L'annonce du confinement en vacances
Cela faisait quatre jours que nous étions, mes parents, mes frères et mes cousins à l’île de Ré pour les vacances de la Toussaint (voir mon précédent article). Quatre jours que nous tentions de passer entre les gouttes d’une météo tempétueuse pour profiter malgré tout de la plage et du grand air, d’autant qu’on sentait bien qu’un second confinement pouvait être annoncé.
Au nombre de quinze, répartis dans trois gîtes, il est plutôt acquis que chacun mène sa vie dans le collectif. Les retrouvailles quotidiennes se font sur la plage et à l’heure des repas, qui se déroulent dans deux maisons, celle de mes parents d’un côté, celle de mes cousins de l’autre. L’achat d’huîtres et de pineau des Charentes pour l’apéro constituent les repères spatio-temporels des journées.
Pour ma part, si je ne déroge pas à m’amarrer à ce qui semble s’imposer comme le rituel des vacances, je marche le long de la plage où les vagues roulent à toute puissance, se mêlant et s’entrechoquant avec force, l’une faisant parfois dévier l’autre de sa trajectoire. Certains déferlantes optent même pour des virages à quatre-vingt-dix degrés.

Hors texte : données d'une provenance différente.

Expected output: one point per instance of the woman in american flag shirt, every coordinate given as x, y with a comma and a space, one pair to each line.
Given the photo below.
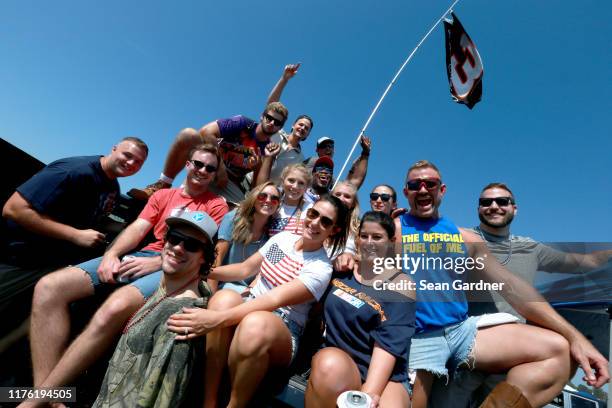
261, 330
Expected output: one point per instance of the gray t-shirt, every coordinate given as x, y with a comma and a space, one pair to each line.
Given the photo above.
524, 258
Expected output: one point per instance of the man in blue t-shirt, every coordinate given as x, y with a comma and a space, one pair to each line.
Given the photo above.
53, 218
535, 358
241, 142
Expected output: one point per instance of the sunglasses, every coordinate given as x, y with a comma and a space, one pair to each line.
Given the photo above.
313, 214
500, 201
277, 122
199, 165
263, 197
415, 185
384, 197
190, 244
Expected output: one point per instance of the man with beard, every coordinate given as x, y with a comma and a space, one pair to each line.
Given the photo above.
522, 256
149, 367
241, 143
139, 274
322, 174
535, 358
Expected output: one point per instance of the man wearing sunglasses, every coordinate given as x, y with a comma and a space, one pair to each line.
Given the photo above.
160, 368
522, 256
241, 144
138, 273
535, 358
290, 151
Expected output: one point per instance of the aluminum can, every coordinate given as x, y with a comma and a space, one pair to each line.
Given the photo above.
354, 399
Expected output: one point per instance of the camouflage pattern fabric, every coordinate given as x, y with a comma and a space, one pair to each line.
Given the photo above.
149, 368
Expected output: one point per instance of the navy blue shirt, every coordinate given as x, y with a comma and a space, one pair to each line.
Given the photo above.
73, 191
441, 256
357, 316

Un peu accoutumée à l’île de Ré, j’avoue, de mémoire de vacancière, n’avoir jamais assisté à un tel spectacle. D’habitude, je trouve que la mer plutôt moche ici, plate et grise - allez dire cela dans un dîner et vous verrez tous les regards des convives se braquer sur vous scandalisés ; pour peu que vous ajoutiez que vous détestez les films de Tarantino et on ne vous rappelle plus jamais.

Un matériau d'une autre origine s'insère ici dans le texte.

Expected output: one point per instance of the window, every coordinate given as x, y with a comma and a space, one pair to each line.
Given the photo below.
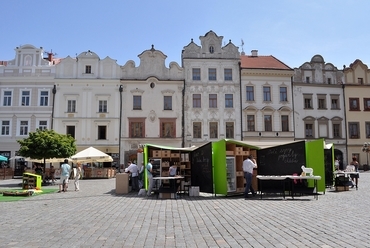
213, 100
88, 69
196, 74
71, 108
229, 102
70, 130
285, 123
354, 104
213, 130
102, 132
26, 98
7, 98
353, 129
196, 101
167, 102
228, 73
334, 103
23, 128
43, 125
137, 102
309, 130
250, 93
367, 104
168, 128
44, 98
212, 74
367, 129
266, 94
229, 130
336, 131
137, 127
268, 122
197, 130
307, 101
5, 127
250, 123
321, 101
283, 94
103, 106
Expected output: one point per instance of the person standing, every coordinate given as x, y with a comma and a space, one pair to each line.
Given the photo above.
149, 170
357, 175
248, 166
132, 168
64, 176
78, 173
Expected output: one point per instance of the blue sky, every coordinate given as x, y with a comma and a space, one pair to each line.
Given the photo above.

Mais cette fois-ci, je dois avouer que le spectacle me fascine et de toute façon, comme ce sont mes parents qui nous invitent et que ces vacances sont inespérées, même sans tempête, je ne fais pas la fine bouche. Au contraire, je mesure ma chance.
Casse-tête chinois
Si mon père a tendance à profiter du calme de la maison quand nous avons débarrassé le plancher, le reste de la famille tente chaque jour d’organiser la journée en fonction :
1. du rythme des petits, dont deux font encore la sieste,
2. de la météo, qui promet une éclaircie à 11h, un grain à 12h, une embellie à 16h, un crachin à 16h30,
3. des courses à faire pour le repas de midi car on ne peut pas nourrir ses enfants uniquement de coquilles d’huîtres arrosées de fonds de pineau détrempés par les glaçons,
4. de qui fait quoi, quand et avec qui : est-ce que mon frère part en éclaireur aux jeux du parc avec sa petite sur les coups de dix heures ? Dans ce cas, est-ce que ma belle-sœur le rejoint avec leur fille aînée plutôt au parc ou plutôt sur la plage aux environs de onze heures ? Et dans ce cas, est-ce que ma mère les retrouve avec un en-cas au parc ou plutôt sur la plage avec les seaux et les pelles ?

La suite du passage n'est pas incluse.